(400bb) Nanomaterial doped Polyethersulfone Hollow Fiber Membranes for Bioartificial Kidney and Hemodialysis Applications

Organ failure and hormone deficiencies represent a growing global health crisis. According to the World Health Organization, millions suffer from end-stage organ failure every year, with kidney disease alone affecting over 850 million people globally. Despite the life-saving potential of organ transplantation, it remains limited by critical challenges—chief among them, the severe shortage of donor organs. For instance, in India, over 500,000 people await organ transplants annually, yet less than 2% receive them. Hormone replacement therapies can temporarily manage deficiencies but fall short of providing a curative solution.[1], [2]

To address this urgent healthcare gap, our research focuses on developing hollow fiber membranes based bioartificial organs system, the design and fabrication of next-generation polymeric hollow fiber membranes for biomedical applications, including hemodialysis, bioartificial kidney, and bioartificial liver systems.
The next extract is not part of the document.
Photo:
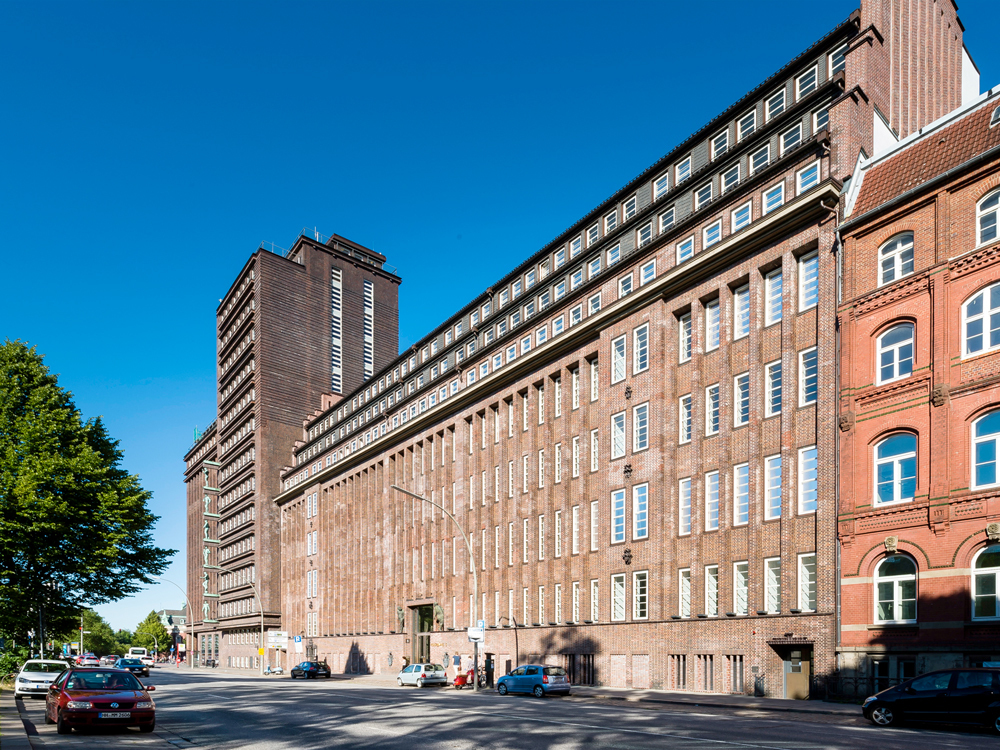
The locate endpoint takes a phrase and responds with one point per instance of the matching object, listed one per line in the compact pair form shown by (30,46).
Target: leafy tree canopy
(74,525)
Our core innovation lies in engineering HFMs that not only provides highly efficient toxin removal including low molecular weight solutes (urea, creatinine), middle molecular weight proteins (e.g., lysozyme), and protein-bound uremic toxins (such as indoxyl sulfate) but also support cell adhesion, viability, and metabolic activity. The structural and functional properties of the HFMs were enhanced by employing various strategies such as blending of nanomaterials, their composite, polymer additive by direct blending during dope preparation and HFMs spinning along with coating of HFMs to provide the functional improvement.

In this study, polyethersulfone (PES) hollow fiber membranes (HFMs) were modified by incorporating titanium dioxide (TiO2) and graphene oxide (GO) during the spinning process. This approach leverages the non-toxicity, hydrophilicity, and biocompatibility to enhance membrane properties for hemodialysis and bioartificial kidney applications. Comprehensive characterization and experimental analyses demonstrated that TiO2/GO PES-based HFMs exhibit superior suitability as a substrate for hemodialysis and bioartificial kidney (BAK) applications. Modified HFMs showed enhanced biocompatibility, supporting the adhesion, proliferation, and growth of HEK-293 cells. Confocal microscopy revealed extensive cell attachment, spreading, and spheroid formation on the TiO2/GO membranes. MTT assay confirmed a higher number of metabolically active viable cells, while flow cytometry-based live/dead assays indicated no cytotoxic effects on HEK293 cell lines. Hemocompatibility tests demonstrated non-hemolytic behaviour, confirming their safety for blood-contacting applications. Complement activation assays further indicated anti-inflammatory properties upon blood contact. Separation performance assessments revealed superior toxin removal efficiency for the TiO2/GO HFMs as compared to pristine HFMs, highlighting a balanced combination of cell proliferation support and toxin clearance. Based on these findings, TiO2/GO demonstrates superior biocompatibility, anti-inflammatory properties, and enhanced functional performance, making it a suitable candidate for utilization in hemodialysis and bioartificial kidney applications. [3], [4]

References:

[1] “OPTN/SRTR 2023 Annual Data Report”.

[2] “Notto India organ transplant data.”

[3] N. Pandey and J. Bellare, “Titanium dioxide/graphene oxide blending into polyethersulfone hollow fiber membranes improves biocompatibility and middle molecular weight separation for bioartificial kidney and hemodialysis applications,” J. Mater. Chem. B, p. 10.1039.D5TB00229J, 2025, doi: 10.1039/D5TB00229J.

[4] N. Pandey, N. Kar, and J. Bellare, “Titanium Dioxide (TiO2) Incorporation into Poly (ether sulfone) (PES) Hollow Fiber Membranes (HFMs) Improves Biocompatibility and Separation Performance for Bioartificial Kidney (BAK) and Hemodialysis Applications,” 2025, doi: 10.1021/acsabm.4c01309.